Adding 210 to 199 over and over again, you get 8 more primes that can be arranged together into a 3x3 magic square:
1669 199 1249
619 1039 1459
829 1879 409
Is there any other pairs of numbers such as (210, 199) in the example above?
I asked this question to myself out of sheer curiosity, but couldn't find the right approach to answer it.
Any arithmetic progression of length $n^2$, $n \geq 3$ can be arranged into a magic square (because multiplying all the numbers in a magic square by a constant, or adding a different constant, doesn't affect the magicness of the square, and there are magic squares on $\{1, \dots, n^2\}$ for $n \geq 3$).

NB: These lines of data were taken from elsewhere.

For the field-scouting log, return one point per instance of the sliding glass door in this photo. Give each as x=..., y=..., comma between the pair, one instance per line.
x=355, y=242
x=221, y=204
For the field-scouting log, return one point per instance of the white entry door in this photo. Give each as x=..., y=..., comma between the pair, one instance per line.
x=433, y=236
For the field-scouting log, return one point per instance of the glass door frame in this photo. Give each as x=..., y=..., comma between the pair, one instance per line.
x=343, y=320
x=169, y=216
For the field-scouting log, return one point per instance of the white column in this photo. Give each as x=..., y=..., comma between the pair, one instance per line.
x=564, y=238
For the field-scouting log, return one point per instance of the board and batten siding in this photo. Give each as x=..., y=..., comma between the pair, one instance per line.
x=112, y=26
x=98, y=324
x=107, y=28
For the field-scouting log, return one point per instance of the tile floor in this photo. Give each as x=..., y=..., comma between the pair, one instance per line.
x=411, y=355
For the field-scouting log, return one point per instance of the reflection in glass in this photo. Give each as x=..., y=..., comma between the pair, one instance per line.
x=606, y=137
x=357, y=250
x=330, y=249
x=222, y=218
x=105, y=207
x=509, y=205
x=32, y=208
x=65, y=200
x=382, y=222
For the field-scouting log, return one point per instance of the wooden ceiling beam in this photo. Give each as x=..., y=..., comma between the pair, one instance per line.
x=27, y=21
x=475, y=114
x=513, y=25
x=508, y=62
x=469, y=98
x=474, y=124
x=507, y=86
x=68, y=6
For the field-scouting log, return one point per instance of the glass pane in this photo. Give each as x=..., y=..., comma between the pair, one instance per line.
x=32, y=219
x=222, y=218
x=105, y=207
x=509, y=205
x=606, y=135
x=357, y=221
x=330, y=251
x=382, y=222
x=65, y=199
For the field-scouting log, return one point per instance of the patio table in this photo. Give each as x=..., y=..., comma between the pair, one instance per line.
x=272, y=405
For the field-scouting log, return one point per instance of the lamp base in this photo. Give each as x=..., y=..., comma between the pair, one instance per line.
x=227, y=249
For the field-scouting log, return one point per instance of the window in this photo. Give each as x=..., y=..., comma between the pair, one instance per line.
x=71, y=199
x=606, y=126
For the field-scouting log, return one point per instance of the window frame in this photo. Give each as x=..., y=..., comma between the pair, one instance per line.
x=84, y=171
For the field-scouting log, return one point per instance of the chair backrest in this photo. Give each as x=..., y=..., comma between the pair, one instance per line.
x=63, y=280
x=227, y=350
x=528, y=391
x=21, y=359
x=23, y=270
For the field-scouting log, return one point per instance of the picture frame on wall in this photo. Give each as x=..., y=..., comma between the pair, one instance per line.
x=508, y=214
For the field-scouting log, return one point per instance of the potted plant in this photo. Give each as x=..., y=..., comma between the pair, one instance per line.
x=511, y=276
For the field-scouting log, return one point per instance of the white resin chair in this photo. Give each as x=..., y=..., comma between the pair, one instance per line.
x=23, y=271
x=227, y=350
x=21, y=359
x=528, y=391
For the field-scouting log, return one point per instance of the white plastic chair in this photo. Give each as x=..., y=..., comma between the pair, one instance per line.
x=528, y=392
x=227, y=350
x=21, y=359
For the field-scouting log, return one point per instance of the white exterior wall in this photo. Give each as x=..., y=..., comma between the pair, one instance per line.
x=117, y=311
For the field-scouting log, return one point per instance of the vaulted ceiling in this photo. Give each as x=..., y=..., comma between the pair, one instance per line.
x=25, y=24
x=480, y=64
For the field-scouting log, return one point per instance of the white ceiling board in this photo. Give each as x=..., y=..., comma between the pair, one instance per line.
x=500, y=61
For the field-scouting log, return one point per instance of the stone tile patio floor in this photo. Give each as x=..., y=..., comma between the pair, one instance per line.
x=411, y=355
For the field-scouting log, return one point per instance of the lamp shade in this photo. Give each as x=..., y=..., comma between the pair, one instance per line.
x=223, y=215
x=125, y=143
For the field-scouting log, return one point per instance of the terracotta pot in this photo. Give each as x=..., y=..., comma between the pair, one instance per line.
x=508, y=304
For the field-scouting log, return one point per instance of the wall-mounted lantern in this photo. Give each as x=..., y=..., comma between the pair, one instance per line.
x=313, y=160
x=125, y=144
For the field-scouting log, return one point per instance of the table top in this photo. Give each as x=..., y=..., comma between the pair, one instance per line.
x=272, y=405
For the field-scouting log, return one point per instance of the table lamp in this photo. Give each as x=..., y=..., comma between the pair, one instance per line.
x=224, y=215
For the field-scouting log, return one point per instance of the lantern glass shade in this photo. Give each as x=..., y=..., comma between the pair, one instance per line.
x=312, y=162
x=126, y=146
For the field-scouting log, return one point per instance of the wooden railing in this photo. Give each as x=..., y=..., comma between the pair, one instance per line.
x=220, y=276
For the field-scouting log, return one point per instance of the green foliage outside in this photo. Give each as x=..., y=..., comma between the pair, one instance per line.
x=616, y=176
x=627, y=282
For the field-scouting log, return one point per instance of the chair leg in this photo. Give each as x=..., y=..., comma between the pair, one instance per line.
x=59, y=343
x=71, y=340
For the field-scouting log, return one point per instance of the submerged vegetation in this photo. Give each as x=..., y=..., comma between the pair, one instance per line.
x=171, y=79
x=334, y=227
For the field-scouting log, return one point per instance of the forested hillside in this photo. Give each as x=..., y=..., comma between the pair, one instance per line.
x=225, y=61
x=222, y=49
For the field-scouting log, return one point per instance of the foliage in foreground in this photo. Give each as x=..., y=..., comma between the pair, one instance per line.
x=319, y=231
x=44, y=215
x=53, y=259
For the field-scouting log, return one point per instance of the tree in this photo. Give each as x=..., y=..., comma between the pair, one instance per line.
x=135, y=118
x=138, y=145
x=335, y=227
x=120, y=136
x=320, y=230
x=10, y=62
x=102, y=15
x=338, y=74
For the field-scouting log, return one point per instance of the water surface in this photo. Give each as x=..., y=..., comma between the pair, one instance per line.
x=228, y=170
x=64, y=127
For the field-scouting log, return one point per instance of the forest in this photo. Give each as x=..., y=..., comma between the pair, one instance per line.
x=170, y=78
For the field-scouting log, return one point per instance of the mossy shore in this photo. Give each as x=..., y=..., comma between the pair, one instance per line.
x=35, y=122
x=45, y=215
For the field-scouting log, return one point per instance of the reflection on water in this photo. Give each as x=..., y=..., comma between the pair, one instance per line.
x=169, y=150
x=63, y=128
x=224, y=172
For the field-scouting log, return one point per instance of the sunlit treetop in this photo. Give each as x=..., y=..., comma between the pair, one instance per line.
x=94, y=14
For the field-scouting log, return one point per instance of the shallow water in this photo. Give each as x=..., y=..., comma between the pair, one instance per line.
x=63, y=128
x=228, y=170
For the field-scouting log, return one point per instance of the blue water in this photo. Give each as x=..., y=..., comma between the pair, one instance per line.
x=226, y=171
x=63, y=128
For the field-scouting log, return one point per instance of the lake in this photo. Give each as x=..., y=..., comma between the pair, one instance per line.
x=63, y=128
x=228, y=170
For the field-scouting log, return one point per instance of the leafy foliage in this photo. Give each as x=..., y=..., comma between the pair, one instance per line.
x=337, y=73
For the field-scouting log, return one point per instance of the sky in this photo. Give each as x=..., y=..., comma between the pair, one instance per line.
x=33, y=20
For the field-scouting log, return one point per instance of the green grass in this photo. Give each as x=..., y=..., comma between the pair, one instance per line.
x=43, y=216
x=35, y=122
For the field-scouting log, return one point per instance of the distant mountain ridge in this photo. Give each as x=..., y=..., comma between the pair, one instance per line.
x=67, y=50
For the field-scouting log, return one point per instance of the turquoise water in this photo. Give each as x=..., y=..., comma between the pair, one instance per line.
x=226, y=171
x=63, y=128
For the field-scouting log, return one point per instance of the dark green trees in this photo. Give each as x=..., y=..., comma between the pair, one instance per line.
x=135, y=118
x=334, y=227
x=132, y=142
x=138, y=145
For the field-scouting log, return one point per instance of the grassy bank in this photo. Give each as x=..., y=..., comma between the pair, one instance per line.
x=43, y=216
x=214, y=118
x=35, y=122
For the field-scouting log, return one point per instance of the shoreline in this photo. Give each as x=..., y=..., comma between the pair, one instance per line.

The Green-Tao theorem tells us that we can find arbitrarily long arithmetic progressions consisting solely of primes. It follows that there are infinitely many arithmetic progressions of any particular length you like. So you can find infinitely many magic squares consisting of primes in arithmetic progression.
For example, the Wikipedia page I linked to notes that the numbers $468,395,662,504,823 + 205,619 · 223,092,870 · n$ are prime for $0 \leq n \leq 23$. So you could take the first nine of those numbers (or the second through tenth, and so on) and arrange them in a magic square of size $3$, just as you did with the arithmetic progression starting at $199$.